PRZECZYTAJ TEŻ: Tomaszów Lub.: Demolował mieszkanie i groził, że wysadzi budynek. Po zatrzymaniu usłyszał 11 zarzutów
Zabójczy środek można z łatwością kupić
W dalszych działaniach brali udział funkcjonariusze PSP z Tomaszowa Lubelskiego oraz Zamościa, pracownicy Wojewódzkiego Inspektoratu Sanitarno-Epidemiologicznego oraz pracownicy Powiatowego Centrum Zarządzania Kryzysowego z Tomaszowa Lubelskiego. Policjanci zabezpieczyli znaleziony na terenie posesji środek gryzonio- i owadobójczy, który, jak ustalono, dzień przed wystąpieniem objawów zatrucia u domowników, rozłożył w piwnicy 74-latek.
– Jest to środek bardzo silnie trujący. Jego stosowanie wymaga szczegółowego zapoznania się z instrukcją i przejścia specjalnego szkolenia.
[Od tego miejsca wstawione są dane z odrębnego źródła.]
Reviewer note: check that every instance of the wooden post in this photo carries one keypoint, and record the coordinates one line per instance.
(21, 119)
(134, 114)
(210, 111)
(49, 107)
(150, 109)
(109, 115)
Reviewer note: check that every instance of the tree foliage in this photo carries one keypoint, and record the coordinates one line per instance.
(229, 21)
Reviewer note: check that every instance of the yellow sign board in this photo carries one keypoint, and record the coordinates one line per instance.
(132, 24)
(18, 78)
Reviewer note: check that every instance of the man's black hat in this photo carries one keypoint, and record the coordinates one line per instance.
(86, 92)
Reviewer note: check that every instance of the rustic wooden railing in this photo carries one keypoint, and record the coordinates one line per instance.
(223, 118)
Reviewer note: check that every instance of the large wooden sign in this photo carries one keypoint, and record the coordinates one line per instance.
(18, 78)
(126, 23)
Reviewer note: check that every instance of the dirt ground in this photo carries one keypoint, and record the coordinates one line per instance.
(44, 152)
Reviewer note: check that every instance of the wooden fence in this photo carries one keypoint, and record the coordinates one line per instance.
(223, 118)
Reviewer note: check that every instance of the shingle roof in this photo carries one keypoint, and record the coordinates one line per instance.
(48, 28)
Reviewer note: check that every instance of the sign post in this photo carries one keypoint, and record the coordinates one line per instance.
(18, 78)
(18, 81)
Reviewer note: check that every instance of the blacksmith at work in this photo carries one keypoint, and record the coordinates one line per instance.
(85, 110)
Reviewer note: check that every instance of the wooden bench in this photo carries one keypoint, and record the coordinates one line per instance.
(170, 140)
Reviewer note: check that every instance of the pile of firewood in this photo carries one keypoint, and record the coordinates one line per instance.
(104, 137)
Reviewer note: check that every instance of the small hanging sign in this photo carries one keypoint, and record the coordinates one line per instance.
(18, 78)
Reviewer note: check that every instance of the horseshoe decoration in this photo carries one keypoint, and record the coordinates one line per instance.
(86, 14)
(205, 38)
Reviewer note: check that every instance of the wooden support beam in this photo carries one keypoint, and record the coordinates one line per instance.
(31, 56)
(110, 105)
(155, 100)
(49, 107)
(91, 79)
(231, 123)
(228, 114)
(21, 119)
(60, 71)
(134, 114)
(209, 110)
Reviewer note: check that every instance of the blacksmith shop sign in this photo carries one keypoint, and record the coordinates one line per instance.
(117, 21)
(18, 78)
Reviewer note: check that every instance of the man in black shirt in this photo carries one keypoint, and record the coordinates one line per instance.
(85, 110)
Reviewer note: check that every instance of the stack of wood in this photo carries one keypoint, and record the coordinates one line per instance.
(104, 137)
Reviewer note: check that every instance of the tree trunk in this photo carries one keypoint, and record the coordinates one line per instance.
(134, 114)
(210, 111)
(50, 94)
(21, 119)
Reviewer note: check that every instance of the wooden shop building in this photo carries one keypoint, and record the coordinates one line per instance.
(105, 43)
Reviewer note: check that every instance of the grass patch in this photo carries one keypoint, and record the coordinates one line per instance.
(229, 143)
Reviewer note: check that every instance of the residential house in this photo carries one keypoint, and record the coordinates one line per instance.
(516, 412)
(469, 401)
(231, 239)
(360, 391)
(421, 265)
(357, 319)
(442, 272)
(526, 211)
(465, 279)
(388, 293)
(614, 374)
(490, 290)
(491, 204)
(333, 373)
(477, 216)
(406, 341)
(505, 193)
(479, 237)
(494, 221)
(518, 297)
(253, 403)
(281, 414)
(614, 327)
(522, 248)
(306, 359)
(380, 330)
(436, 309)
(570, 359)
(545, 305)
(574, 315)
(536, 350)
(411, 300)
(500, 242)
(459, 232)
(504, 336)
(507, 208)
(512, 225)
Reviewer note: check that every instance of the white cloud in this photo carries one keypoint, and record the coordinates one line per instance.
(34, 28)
Preparat nie powinien być stosowany w zamkniętych pomieszczeniach, nie w takich ilościach, i ludzie nie powinni przebywać w pobliżu w czasie, gdy środek reaguje – mówi prokurator Rafał Kawalec, rzecznik Prokuratury Okręgowej w Zamościu.
Dodaje, że niestety, ale tak niebezpieczny środek można z łatwością kupić w internecie oraz w specjalistycznych sklepach. Zwraca uwagę na to, że do jego zakupu wymagane jest oświadczenie o przejściu specjalistycznego szkolenia, ale nie jest ono weryfikowane.
Sekcja wyjaśni przyczynę zgonu
Policja pod nadzorem Prokuratury Rejonowej w Tomaszowie Lubelskim prowadzi śledztwo w kierunku narażenia na bezpośrednie niebezpieczeństwo utraty życia oraz nieumyślnego spowodowania śmierci. Na razie nikomu nie przedstawiono zarzutów. Dorośli zostali jedynie wstępnie przesłuchani, a szczegółowe przesłuchania odbędą się, gdy lekarze wyrażą na to zgodę.
CZYTAJ: Tomaszów Lubelski: 19-latek zatrzymany za pedofilię. Usłyszał już zarzuty
– Nie wykluczamy, że jest to bardzo nieszczęśliwy wypadek – mówi prok. Rafał Kawalec. Informuje, że bezpośrednią przyczynę zgonu dziecka wskaże sekcja zwłok i badania toksykologiczne krwi i wycinków narządów.
– Na ten moment najbardziej prawdopodobna wersja zdarzenia jest taka, że to środek rozsypany w piwnicy, w czasie utleniania spowodował zatrucie dziecka i pozostałych domowników. Przy czym najtragiczniejsze skutki miało to w przypadku dziecka – dodaje prok. Kawalec.
Kolejna taka tragedia
W ubiegłym tygodniu do podobnej tragedii doszło w Wielkopolsce. Do szpitala w Nowym Tomyślu trafiły kobieta i jej dwie córki: siedmiolatka i trzylatka. Według wstępnych ustaleń policji kobieta i dzieci zatruły się środkiem używanym na ich posesji do tępienia gryzoni. Najmłodsza dziewczynka zmarła.
Sekcja zwłok ma dać odpowiedź na pytanie, czy dziecko zabił produkt, który ma w składzie silny związek chemiczny, który w kontakcie z wilgocią uwalnia toksyczny gaz.